I pulled out a bracket to hang up my spacesuit, took hold of the zip-fastener, then let go again. Deterred by the confused idea that I was depriving myself of a shield, I could not bring myself to remove it. Once more I looked round the room. I checked that the door was shut tight and that it had no lock, and after a brief hesitation I dragged some of the heaviest boxes to the doorway. Having built this temporary barricade, I freed myself from my clanking armor in three quick movements. A narrow looking-glass, built into the locker door, reflected part of the room, and out of the corner of my eye I caught sight of something moving. I jumped, but it was only my own reflection. Underneath the spacesuit, my overalls were drenched with sweat. I took them off and pulled back a sliding door, revealing the bright-tiled walls of a small bathroom. A long, flat box lay in the hollow at the base of the shower; I carried it into the room. As I put it down, the springlid flew up and disclosed a number of compartments filled with strange objects: misshapen forms in a dark metal, grotesque replicas of the instruments in the racks. Not one of the tools was usable; they were blunted, distorted, melted, as though they had been in a furnace. Strangest of all, even the porcelain handles, virtually incombustible, were twisted out of shape. Even at maximum temperature, no laboratory furnace could have melted them; only, perhaps, an atomic pile. I took a Geiger counter from the pocket on my spacesuit, but when I held it over the debris, it remained dumb.

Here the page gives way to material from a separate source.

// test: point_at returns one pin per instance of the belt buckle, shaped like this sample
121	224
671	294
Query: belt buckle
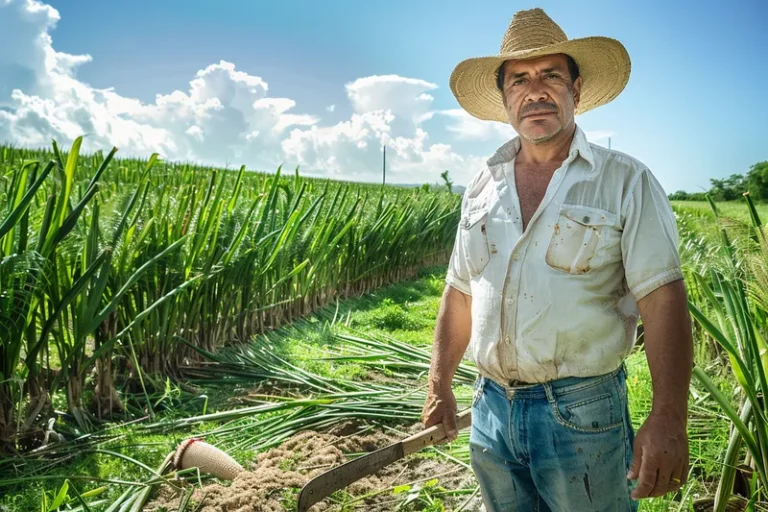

By now I was wearing nothing but my underwear. I tore it off, flung it across the room and dashed under the shower. The shock of the water did me good. Turning beneath the scalding, needle-sharp jets, I scrubbed myself vigorously, splashing the walls, expelling, eradicating from my skin the thick scum of morbid apprehensions which had pervaded me since my arrival.

I rummaged in the locker and found a work-suit which could also be worn under an atmosphere suit. As I pocketed my few belongings, I felt something hard tucked between the pages of my notebook: it was a key, the key to my apartment, down there on Earth. Absently, I turned it over in my fingers. Finally I put it down on the table. It occurred to me suddenly that I might need a weapon. An all-purpose pocket-knife was hardly sufficient for my needs, but I had nothing else, and I was not going to start searching for a gamma pistol or something else of the kind.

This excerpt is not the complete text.